As close as he ever came to saying
beautiful
.

Even as fishermen went bankrupt the tourist trade flourished. From the wide spectrum of out-of-towners to hate, Shug singled
out for particular venom the abalone divers who flocked to Smoke River each August and stood around their SUVs hoisting beers, wetsuits unzipped to display big white bellies.

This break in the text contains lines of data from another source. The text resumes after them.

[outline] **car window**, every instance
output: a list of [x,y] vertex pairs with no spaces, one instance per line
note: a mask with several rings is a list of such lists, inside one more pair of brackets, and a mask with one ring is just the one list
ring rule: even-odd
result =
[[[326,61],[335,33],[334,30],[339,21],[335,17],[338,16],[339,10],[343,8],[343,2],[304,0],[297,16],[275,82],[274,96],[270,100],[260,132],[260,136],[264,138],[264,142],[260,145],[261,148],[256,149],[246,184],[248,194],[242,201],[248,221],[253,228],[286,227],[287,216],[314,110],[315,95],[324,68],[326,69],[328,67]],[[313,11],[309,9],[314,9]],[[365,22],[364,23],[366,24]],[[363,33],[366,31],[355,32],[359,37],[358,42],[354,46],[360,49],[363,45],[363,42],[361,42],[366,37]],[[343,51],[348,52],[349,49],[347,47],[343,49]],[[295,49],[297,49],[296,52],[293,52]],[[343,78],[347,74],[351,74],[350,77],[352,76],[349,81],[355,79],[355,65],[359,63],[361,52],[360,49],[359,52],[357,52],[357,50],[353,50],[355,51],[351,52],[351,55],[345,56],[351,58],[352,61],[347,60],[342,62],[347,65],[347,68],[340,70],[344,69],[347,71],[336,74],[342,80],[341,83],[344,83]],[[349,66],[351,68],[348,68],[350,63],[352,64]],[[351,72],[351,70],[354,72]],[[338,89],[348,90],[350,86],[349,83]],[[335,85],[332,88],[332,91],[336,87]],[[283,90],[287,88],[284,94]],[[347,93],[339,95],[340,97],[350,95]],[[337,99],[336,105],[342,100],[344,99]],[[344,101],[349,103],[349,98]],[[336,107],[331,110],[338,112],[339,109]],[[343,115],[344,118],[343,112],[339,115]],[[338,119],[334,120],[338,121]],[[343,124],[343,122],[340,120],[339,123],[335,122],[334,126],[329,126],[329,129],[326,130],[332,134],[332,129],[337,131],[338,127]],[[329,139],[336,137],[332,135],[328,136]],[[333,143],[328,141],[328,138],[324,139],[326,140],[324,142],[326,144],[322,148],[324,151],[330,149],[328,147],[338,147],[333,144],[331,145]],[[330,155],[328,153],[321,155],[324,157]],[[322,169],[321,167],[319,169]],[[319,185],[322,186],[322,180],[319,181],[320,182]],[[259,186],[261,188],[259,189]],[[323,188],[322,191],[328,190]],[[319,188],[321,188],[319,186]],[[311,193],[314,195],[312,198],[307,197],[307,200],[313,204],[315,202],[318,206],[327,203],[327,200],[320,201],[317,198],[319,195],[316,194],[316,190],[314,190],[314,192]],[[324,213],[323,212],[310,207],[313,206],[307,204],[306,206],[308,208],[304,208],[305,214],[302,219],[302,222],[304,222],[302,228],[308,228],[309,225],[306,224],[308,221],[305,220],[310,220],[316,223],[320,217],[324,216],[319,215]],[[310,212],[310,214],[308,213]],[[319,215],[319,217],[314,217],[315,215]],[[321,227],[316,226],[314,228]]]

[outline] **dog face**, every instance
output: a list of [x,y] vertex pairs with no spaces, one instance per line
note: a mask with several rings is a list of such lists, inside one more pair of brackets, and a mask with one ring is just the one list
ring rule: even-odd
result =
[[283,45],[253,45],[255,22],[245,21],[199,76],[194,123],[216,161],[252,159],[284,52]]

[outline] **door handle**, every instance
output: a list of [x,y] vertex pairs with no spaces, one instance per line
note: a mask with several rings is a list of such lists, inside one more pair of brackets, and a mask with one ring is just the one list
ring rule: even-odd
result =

Inevitably one or more of their photos would appear in the Smoke River
Sentry
in their new guise, as drowned men.

More skillful were the Vietnamese poachers whose fine-boned clever faces never made the front page, though sometimes one of their vans with the tinted windows figured in a photo with Fish and Game guys swarming over it, and their names, Lu and Tran and Vinh and Ng, chimed through the court report, which detailed the number of abalone taken and the fines and jail sentences assessed, but as Shug said, for every thieving Tran they caught, a hundred drove home to San Francisco or Sac with a fortune in abalone. They sold to Chinese dealers who, with abalone increasingly scarce, paid not by the pound but by the gram. The poachers ran calculated risks for serious money, five, ten, twenty grand worth of abalone in the coolers inside the black vans parked at night near remote coves. Within, the funk of unwashed maleness, neatly stashed diving gear, glossy black heads protruding from cheap sleeping bags—so said Boone Salazar, a classmate whose boastfulness Nate had always distrusted. Boone was hired by Fish and Game when Shug put a word in for him, and had fallen into the habit of stopping by the house for a beer with Shug, which seemed funny at first, a guy Nate's age hanging out with Nate's old man. But they were two of a kind, Boone and Shug, inclined when drunk to taunt each other in the glottal stops and high-pitched whines of made-up Vietnamese. Maybe it was reassuring, having another person echo your racist ignorance: Nate didn't want to think too hard about it.